By Kati Colaneri
The Philadelphia Eagles’ Malcolm Jenkins is considered one of the best safeties in the NFL. But lately, he’s become less widely known for the tackles he’s racked up than for his clenched fist.
For the past year, Jenkins has started almost each game in silent protest. While the “Star-Spangled Banner” blares out over some stadium, you’ll see Jenkins, standing stoically in his jersey, holding his right fist above his head.
It’s his quiet way of reminding America about the racial injustice ever-present in the lives of people of color.
Off the field, the New Jersey native has been using his voice to advocate for reforms to a criminal justice system that has resulted in the mass incarceration of black men like him.
But after two trips to Capitol Hill to meet with lawmakers, Jenkins is turning his attention closer to home.
On Friday night, during a private event supporting a local nonprofit at an upscale Center City restaurant, he threw his support behind Pennsylvania’s “Clean Slate Act.”
The first-of-its-kind legislation would automatically seal non-violent misdemeanor convictions after 10 years for those who haven’t committed another crime since. Those records would still be available to law enforcement, but invisible to employers and landlords who may be wary of hiring or renting to someone with a record.
“I don’t think this is the solution to everything, but I think it’s a step in the right way,” Jenkins said.
‘I think it’s something I can change’
After visiting Congress this spring to push for national reforms, Jenkins said he returned home to Philadelphia and resolved to see how he could make a difference on the state and local level. That’s when he first heard about “clean slate” and knew he wanted to help make it a reality.
“The criminal justice system has had a heavy hand on communities of color and poor communities,” Jenkins said. “I can see myself in those situations. I can see my family, my kids, my community being affected by it and I think it’s something I can change.”
Jenkins said he helped his younger brother start a business after years of being unable to find work because of a felony conviction he got as a juvenile.
It’s not clear how many of the three million Pennsylvanians with a criminal record the bill might help. But reformers like Jamie Gullen, an attorney with Community Legal Services of Philadelphia, hope it’s the first step to future reforms and that the legislation will become a model for other states.
“We’d like to advocate next for certain felony convictions to be sealed, especially drug offenses,” Gullen said. “We see a huge impact of that on our clients’ lives.”
But first, the Clean Slate Act needs to get over the finish line.

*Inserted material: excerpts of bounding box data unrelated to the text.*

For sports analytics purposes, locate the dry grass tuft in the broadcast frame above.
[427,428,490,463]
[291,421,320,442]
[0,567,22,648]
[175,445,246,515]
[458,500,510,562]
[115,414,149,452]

The Pennsylvania Senate passed the bill unanimously in June, but it’s still sitting in the House judiciary committee. It’s not clear when it could come up for a vote. A spokesman for House Speaker Mike Turzai did not respond to a request for comment.
While the bill enjoys bipartisan support and was crafted to appeal to both sides of the aisle, reformers are still holding their breath.
State Rep. Jordan Harris, a Philadelphia Democrat who co-sponsored the measure, said lawmakers are tinkering with the House bill and that it could come up as soon as the end of September.
Jenkins hopes to find a time to sit down with state lawmakers in the coming weeks to express his support.
Harris said he would welcome him to Harrisburg.
“Politics is about pressure and when you can raise awareness and raise the pressure on people to move in certain ways, that’s how things happen,” Harris said.
Jenkins has been joined in his reform efforts by Anquan Boldin. The wide receiver retired from the NFL last month to focus on “something more than football,” he said at the time.
Like Jenkins, Boldin’s cause is also personal.
In October 2015, his cousin Corey Jones was fatally shot by a plainclothes police officer in Florida after his car broke down on the side of a highway. The officer, Nouman Raja was charged with manslaughter and has been under house arrest. The trial begins this fall.
“He murdered my cousin and to see him pay for that would be justice,” Boldin said.
While he hopes fans will respond by contacting their representatives, Boldin said he and Jenkins are mainly trying to use their notoriety to meet with lawmakers face-to-face and tell them these issues must become a priority for them.
“We’re able to get different meetings from senators and congressmen that the ordinary person couldn’t get,” he said. “For some reason, people like sports. They like to hear what we have to say.
“I think it would be irresponsible of us to have that platform and not create change with it,” he said.